American nurse and television fitness instructor (1938–2025)

Mary Ann Wilson (May 15, 1938 – November 5, 2025) was an American nurse and television fitness instructor. Wilson was also the founder and host of the award-winning exercise show Sit and Be Fit, which is broadcast on over 100 PBS television stations across the United States.
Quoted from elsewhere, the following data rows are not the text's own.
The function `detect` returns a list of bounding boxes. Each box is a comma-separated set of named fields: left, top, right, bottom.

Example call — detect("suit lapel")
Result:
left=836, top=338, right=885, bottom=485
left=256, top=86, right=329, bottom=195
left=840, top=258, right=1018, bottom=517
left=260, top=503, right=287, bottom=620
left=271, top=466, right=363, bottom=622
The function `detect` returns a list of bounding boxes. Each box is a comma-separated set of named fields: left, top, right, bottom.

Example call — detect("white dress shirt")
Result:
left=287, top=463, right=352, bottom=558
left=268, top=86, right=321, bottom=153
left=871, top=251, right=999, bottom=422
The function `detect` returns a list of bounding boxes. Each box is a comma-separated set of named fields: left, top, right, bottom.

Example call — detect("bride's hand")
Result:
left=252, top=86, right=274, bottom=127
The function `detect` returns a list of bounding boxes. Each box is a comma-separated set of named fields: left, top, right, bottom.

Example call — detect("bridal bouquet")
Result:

In 1987, Wilson started the PBS show Sit and Be Fit which includes a variety of exercises for the elderly and people with limited mobility. The show revolves around exercises that can be done while sitting in or using a chair, with little effort.

==Early life and career==
Wilson began her career as a registered nurse specializing in geriatrics and post-polio rehabilitation. In 1985, while teaching an aerobics class, she noticed her older adult clients suffering a high incidence of injury and attrition. In response, she designed a gentle program tailored to their needs. As students began reporting marked improvement in their physical and mental health, Wilson became convinced that there was a need for this type of exercise program on a national level. In 1987, KSPS-TV agreed to produce her Sit and Be Fit television series and distributed the first 30 episodes nationwide. Sit and Be Fit has aired regularly on PBS stations nationwide ever since.

Wilson was the author of several health and fitness publications, including Chair Exercise Basics and was featured in columns on health in the aging community. She educated healthcare and fitness professionals at national and international health conferences.

In 2017, she was inducted into the National Fitness Hall of Fame.

Wilson's activities and history included:
- Registered Nurse
- Executive Producer/Host, SIT AND BE FIT television series
- Executive Director/Founder, SIT AND BE FIT non-profit organization
- Nationally certified by American Council on Exercise
- Member, ASA (American Society on Aging)
- Member, NCOA (National Council on the Aging)
- Member, SFA (American Senior Fitness Association) National Advisory Board
- Member, FEOAA (Fitness Educators Of Active Adults)
- Presenter, IDEA Conventions: 1987, 1988, 1989, 1991, 1995, 1996
- Presenter, 1st International Conference, Prevention: the Key Health for Life, 1994
- Presenter, 4th International Congress, Physical Activity, Aging and Sports, Heidelberg, Germany, 1996

==Personal life and death==
Wilson and her daughter, Gretchen Wilson, who produces and directs the Sit and Be Fit programs her mother hosted, also appear together in the Boomer Be Fit DVD, which Wilson hosts. They resided in Spokane, Washington, where both the Sit and Be Fit TV program and the SABF organization, which is non-profit, are based.

Wilson died in her sleep on November 5, 2025, at the age of 87 from hypertensive atherosclerotic cardiovascular disease at her home in Spokane, Washington.